Most fish have a protective “slime” coating.  This coating is a protective shield against parasitic and fungus attacks and is easily damaged by handling or netting.  Gills are another sensitive area.  The gills supply oxygen from the water.  Never grab a fish by the gill plates or gills unless you plan on killing it.

If you must remove a fish from the water to remove the hook, untangle a dropper fly or take a photo, handle the fish gently and return it to the water as soon as possible.

Wetting your hands before picking up a fish  will help to minimize damage to the fish’s slime coating.  If you are using a net, use one with a seamless soft mesh and a shallow bag that minimizes damage to the fish and the slime coating.  Such nets also facilitate revival and release of the fish.

Please don’t use some piece of junk net with that old large green hard knotted netting.

Smaller trout can often be immobilized by picking them up by the lower jaw.  Don’t try this with large trout, pike, musky or other toothy species unless you like the sight of your own blood.  Temporarily immobilize larger trout or other species by gently grasping them around the belly and turning them upside down.  Then use the other hand to remove the hook.

Never squeeze a fish, you may damage it’s internal organs.  Imagine a giant squeezing you and what would happen.  You may especially damage a fishes air bladder that it uses for buoyancy and to keep itself upright.

Remember,

  • wetting your hands first
  • handling the fish gently
  • protecting the slime coat
  • using a net with a soft seamless or new rubberized bag for netting a fish
  • don’t squeeze a fish or grab by the gills or gill covering
  • grasp just in front of the tail and under the belly just behind the gill coverings.  NEVER insert your fingers into the gill coverings unless you plan on killing the fish.
  • removing the hook as gently as possible will improve the fish’s chances of surviving being caught.

 

Revive and release the fish

During a long fight, handling and hook removal, a fish can become exhausted and starved for oxygen.  This final stage of Catch and Release can mean the difference for the fish’s survival and death.

First, never throw a fish into the water, you may damage its internal organs.  If it is oxygen starved, you have just added to the stress level and the fish will likely die.  Remember on the “Fly Fishing Etiquette” page, we talked about respect for our quarry.  Throwing a fish into the water is not respectful.

  • Grasp the fish loosely in front of the tail and cradle the belly in your other hand
  • Place the fish in slow water with the head facing the current so it can regain equilibrium and re-oxygenate its self.
  • Do Not rock the fish forward and back so water passes over the gills backwards.
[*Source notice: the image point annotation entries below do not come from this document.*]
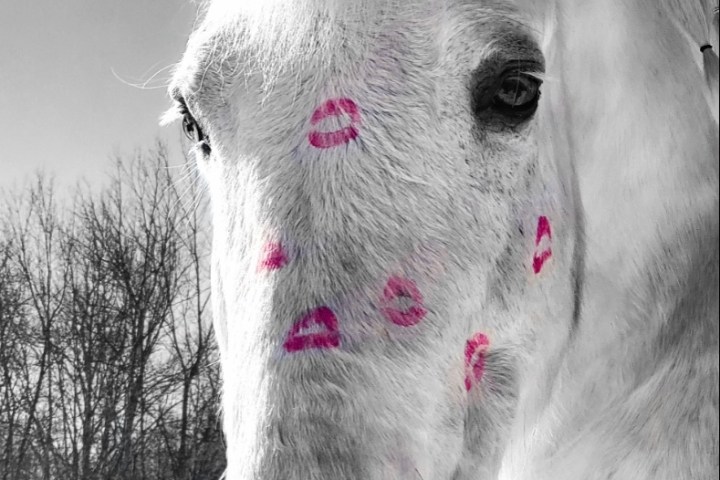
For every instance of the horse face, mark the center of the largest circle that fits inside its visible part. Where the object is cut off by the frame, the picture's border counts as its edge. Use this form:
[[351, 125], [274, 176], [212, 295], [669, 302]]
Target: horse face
[[384, 232]]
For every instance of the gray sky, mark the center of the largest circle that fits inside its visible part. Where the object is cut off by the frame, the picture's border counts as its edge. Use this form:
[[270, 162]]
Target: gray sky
[[61, 106]]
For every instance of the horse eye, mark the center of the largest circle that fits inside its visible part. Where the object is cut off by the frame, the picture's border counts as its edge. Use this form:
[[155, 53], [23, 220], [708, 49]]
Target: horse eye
[[192, 129], [517, 95]]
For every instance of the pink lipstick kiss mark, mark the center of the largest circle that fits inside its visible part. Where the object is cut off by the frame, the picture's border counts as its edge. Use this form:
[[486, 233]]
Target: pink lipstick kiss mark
[[274, 257], [475, 350], [403, 288], [543, 230], [322, 319], [335, 108]]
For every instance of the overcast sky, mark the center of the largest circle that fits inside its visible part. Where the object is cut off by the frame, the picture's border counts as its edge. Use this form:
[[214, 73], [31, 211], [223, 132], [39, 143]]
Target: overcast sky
[[62, 106]]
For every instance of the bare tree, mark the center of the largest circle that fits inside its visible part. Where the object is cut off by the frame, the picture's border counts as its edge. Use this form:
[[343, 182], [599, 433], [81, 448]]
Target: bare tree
[[109, 368]]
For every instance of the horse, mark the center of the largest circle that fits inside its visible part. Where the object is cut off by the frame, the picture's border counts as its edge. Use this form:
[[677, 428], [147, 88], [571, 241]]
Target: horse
[[461, 239]]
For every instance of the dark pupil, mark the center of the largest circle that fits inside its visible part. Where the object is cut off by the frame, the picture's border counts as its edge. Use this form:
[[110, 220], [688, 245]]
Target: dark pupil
[[192, 130], [516, 91]]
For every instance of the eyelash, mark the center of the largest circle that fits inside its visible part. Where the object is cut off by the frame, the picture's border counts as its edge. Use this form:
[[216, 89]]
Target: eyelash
[[192, 129]]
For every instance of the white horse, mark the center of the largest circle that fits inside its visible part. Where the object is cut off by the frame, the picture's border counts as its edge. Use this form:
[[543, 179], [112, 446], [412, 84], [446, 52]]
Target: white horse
[[424, 270]]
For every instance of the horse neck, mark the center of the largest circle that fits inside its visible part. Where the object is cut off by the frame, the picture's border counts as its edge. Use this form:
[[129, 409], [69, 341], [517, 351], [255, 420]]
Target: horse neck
[[645, 152]]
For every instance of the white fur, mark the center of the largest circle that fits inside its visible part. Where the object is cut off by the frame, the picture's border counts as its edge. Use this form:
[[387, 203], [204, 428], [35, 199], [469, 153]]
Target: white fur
[[604, 366]]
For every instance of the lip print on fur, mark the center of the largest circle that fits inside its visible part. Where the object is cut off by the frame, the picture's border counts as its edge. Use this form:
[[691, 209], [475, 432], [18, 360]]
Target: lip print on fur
[[397, 289], [335, 108], [273, 257], [541, 256], [475, 351], [316, 329]]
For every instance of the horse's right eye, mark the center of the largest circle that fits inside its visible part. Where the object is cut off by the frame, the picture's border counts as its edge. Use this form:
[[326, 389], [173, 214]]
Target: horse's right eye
[[509, 98], [517, 95]]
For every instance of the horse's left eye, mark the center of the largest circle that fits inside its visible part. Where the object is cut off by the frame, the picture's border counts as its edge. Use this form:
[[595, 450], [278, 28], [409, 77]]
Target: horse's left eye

Every time water passes over the gills backward, you are suffocating the fish.
  • The fish will tell you when it is ready to go by  swimming away on it’s own.
  • Often a fish may finish its recovery by hiding behind your boots or a nearby rock.

You don’t have to participate in Catch and Release.  But if every fly fisherman will practice some level of Catch and Release, they can help ensure a plentiful stock of fish for future generations to enjoy catching.